I had an hour to or so to kill before class. I dawdled over lunch, Tuscan white beans in tomato sauce and tomato, onion, and oregano salad with a short pour of cold white wine. The lingering flavors were mine alone, no one to share them with, no one to share the empty hour. Because I am here alone, because I am having an adventure, damn it. So, I wandered into the Palazzo Medici Riccardi, through the wrong door at first, of course, walked around the block and in the entrance.

It was wild to imagine being so rich and fancy that the open courtyard and soaring columns were just your house. Frescoes of the Medici family marched around the walls. Powerful white men on horses. Who the Medici women were, I still do not know. Many of the rooms were cordoned off, clearly set up for lectures and meetings. While no one lived within these stone walls anymore, the place was still very much in use. I tentatively poked my head into a room with a painted ceiling and rows of Lucite chairs. I could not tell if it was open for viewing (the ceiling, not the chairs). Someone setting up audio in the corner said it was okay to come in, so I did.

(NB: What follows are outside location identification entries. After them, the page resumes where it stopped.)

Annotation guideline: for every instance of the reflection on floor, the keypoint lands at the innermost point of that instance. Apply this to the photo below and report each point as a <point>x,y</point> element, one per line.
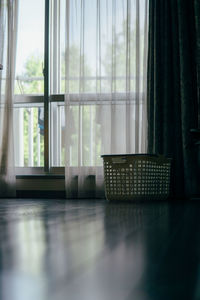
<point>94,250</point>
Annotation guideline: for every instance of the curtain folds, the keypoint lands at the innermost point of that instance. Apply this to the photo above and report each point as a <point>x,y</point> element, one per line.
<point>8,30</point>
<point>172,95</point>
<point>105,87</point>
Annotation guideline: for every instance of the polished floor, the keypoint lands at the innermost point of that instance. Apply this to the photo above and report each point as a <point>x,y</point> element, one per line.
<point>94,250</point>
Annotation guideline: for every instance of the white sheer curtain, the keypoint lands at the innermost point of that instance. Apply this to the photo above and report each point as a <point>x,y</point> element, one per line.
<point>105,99</point>
<point>8,29</point>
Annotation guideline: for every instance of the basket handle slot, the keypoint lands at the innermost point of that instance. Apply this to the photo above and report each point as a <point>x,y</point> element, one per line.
<point>119,160</point>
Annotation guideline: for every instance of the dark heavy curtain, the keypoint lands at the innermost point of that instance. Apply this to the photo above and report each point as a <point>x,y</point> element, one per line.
<point>173,88</point>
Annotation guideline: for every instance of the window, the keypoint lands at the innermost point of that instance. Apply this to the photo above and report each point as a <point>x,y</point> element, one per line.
<point>95,53</point>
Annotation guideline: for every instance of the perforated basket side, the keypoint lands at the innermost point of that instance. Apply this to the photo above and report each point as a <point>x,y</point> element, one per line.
<point>136,177</point>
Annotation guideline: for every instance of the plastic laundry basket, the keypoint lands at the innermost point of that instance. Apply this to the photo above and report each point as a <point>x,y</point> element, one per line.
<point>136,177</point>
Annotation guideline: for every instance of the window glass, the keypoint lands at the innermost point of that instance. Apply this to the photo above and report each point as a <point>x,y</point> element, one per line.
<point>30,48</point>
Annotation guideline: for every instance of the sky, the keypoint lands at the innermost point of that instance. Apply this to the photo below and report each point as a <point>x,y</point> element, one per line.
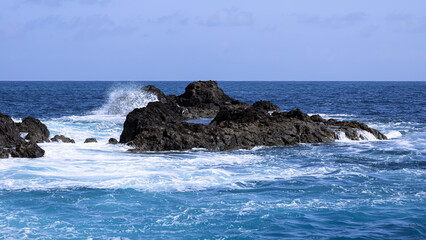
<point>225,40</point>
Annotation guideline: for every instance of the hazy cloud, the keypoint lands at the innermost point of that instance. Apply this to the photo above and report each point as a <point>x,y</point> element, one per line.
<point>407,23</point>
<point>83,27</point>
<point>229,17</point>
<point>174,18</point>
<point>336,21</point>
<point>57,3</point>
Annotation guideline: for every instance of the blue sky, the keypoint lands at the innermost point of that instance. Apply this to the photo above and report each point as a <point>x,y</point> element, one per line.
<point>271,40</point>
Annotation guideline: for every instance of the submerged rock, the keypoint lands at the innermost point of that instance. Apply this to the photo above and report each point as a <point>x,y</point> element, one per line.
<point>37,131</point>
<point>160,126</point>
<point>90,140</point>
<point>62,138</point>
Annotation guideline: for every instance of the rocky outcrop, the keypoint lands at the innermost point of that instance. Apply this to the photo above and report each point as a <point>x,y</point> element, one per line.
<point>37,131</point>
<point>113,141</point>
<point>353,129</point>
<point>9,132</point>
<point>160,126</point>
<point>11,142</point>
<point>90,140</point>
<point>203,99</point>
<point>27,150</point>
<point>62,138</point>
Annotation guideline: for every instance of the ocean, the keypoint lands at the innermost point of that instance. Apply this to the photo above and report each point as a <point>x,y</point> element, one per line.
<point>342,190</point>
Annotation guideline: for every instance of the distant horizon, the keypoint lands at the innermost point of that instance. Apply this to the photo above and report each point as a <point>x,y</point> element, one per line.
<point>240,40</point>
<point>212,80</point>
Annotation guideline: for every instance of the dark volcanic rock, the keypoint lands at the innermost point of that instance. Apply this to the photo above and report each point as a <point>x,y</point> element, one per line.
<point>161,126</point>
<point>232,129</point>
<point>157,92</point>
<point>203,99</point>
<point>27,150</point>
<point>62,138</point>
<point>154,114</point>
<point>352,129</point>
<point>4,153</point>
<point>90,140</point>
<point>317,118</point>
<point>37,131</point>
<point>11,141</point>
<point>9,132</point>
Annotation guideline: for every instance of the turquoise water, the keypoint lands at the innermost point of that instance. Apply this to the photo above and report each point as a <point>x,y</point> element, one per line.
<point>347,189</point>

I walked the length of the room, neck cranked, gaping on awe at the lavish scenes spread across the domed expanse. “Do you know who painted this?” I asked the guy in the corner. He pointed to the five-foot-tall explanatory sign by the entrance. I am nothing if not oblivious. Luca Giordano. The Medici family had Luca Giordano paint their ceiling. Okay. The scenes spread across a cheery sky-blue background, clouds, and cherubs and happy what-nots all floating around. And then I looked closer. There was a bad-ass looking woman in gold armor riding a giant cat. And a cherub flying around with a severed head in its hand, holding onto it by its hair. A three-headed dog.  And a rowboat of women, old and emaciated, with sagging breasts, one with gray-green skin holding a scythe, rowing… where? Hades? I definitely don’t know this story but it’s what I am here for. I always wonder what the women were doing in any given historical situation, especially the crones, the heretics, the ones who will not go quietly. They do not often appear in art or anywhere else, but we are always around if you look for us.